Este mundo distante está bem representado nos alcantis de seus versos longos, tocados, aqui e ali, pelas mãos sagradas da melhor poesia telúrica. Se há, nos seus poemas, a vertente lunar e oceânica dos motivos metafísicos, como uma de suas faces mais sólidas, há, de outra parte, a índole solar e agreste que traz, para dentro de seu ritmo lírico, o “claro enigma” da paisagem desnudada em sua desolada e melancólica beleza.
Naqueles solitários telefonemas, o chão natal como que voltava de sua origem mítica, com seus emblemas ritualísticos, seus símbolos litúrgicos, seus idiomas feitos de sol, cinza e poeira, na miragem das lembranças mais longínquas.
Como Vanildo Brito era poeta, uma das maneiras de ele se relacionar com o mundo consistia no socorro da recordação. Recordação enquanto categoria lírica por excelência, uma vez que, só pela recordação é possível trazer, de volta ao coração, as coisas do mundo. As dores e as alegrias que passaram; os afetos e os sonhos que se foram; aquilo que poderia ter sido e que não foi, como nos diz o antológico verso de Manuel Bandeira.

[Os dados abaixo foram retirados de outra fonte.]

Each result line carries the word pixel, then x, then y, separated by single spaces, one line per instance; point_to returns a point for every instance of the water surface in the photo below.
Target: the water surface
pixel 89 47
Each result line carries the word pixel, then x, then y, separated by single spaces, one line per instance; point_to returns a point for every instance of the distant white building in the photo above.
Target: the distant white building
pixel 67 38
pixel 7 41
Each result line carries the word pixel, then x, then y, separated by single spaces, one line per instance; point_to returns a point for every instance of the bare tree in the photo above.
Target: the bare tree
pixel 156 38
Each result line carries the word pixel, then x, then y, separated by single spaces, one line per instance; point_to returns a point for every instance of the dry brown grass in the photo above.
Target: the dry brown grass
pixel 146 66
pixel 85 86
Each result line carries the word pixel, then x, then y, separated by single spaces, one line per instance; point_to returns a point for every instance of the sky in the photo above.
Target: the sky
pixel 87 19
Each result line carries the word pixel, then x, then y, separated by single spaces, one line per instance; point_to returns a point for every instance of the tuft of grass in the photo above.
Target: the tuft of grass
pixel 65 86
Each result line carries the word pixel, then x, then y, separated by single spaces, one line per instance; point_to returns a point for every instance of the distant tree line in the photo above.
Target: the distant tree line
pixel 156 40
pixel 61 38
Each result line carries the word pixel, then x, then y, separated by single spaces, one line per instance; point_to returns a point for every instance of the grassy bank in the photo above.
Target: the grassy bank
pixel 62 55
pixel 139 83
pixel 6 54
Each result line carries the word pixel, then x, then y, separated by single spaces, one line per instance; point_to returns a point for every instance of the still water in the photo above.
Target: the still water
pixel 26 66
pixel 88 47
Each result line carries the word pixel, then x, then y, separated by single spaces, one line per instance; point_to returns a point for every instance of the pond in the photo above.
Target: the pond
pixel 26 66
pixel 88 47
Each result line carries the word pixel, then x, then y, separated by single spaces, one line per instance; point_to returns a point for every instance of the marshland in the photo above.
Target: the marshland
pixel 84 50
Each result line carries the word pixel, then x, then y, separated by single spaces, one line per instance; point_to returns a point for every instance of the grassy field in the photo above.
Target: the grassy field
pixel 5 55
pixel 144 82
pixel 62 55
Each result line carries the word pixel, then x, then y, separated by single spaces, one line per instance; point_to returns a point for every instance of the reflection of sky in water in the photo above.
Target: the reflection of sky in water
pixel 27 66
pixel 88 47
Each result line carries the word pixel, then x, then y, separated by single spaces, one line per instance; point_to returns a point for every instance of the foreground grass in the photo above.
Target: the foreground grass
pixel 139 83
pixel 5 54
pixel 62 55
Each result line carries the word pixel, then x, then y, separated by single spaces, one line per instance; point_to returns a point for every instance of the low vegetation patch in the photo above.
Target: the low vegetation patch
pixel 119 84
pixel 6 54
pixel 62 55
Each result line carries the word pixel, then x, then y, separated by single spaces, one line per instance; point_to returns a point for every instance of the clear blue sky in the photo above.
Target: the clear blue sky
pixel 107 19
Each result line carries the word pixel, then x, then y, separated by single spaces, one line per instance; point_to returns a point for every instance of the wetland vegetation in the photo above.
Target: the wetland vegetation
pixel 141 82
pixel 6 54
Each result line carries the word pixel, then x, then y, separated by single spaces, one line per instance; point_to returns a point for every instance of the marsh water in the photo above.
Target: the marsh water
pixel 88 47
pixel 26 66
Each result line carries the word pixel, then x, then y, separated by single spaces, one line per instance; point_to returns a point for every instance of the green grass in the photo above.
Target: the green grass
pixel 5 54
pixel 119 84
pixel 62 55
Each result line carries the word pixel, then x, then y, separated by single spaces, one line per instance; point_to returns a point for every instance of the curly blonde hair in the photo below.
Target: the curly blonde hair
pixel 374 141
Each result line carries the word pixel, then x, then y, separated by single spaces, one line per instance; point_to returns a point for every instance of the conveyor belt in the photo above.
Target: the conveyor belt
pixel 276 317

O poeta me falava dos invernos de sua terra, das ruas largas de sua terra, da oralidade poética de sua terra. Falava-me, também, de seus costumes e crendices, de suas tardes mornas, de suas noites espantadas, de suas criaturas simples e mágicas, condenadas à liberdade do dia a dia.
O pai Sumé, imperador único dos vales e montanhas daquela região inóspita, reinava na regência da música medida de sua dicção poética. O rio Paraíba lhe deu um dos mais belos e intensos poemas da lírica local, principalmente pelo que contém de eficácia estética e de valor filosófico, sem qualquer teor doutrinário nem qualquer apelo pedagógico.
Vanildo Brito era um poeta culto. Ao poeta se associava o ensaísta, o estudioso da filosofia e da teoria do sagrado, o leitor incansável de Nietzsche que, na rotina do lar e em alemão, devorava as páginas do Assim falou Zaratustra naquela típica intimidade dos eleitos. Isto sei porque vi e porque testemunhei sua paixão por idiomas complexos, como o russo, o grego e o latim.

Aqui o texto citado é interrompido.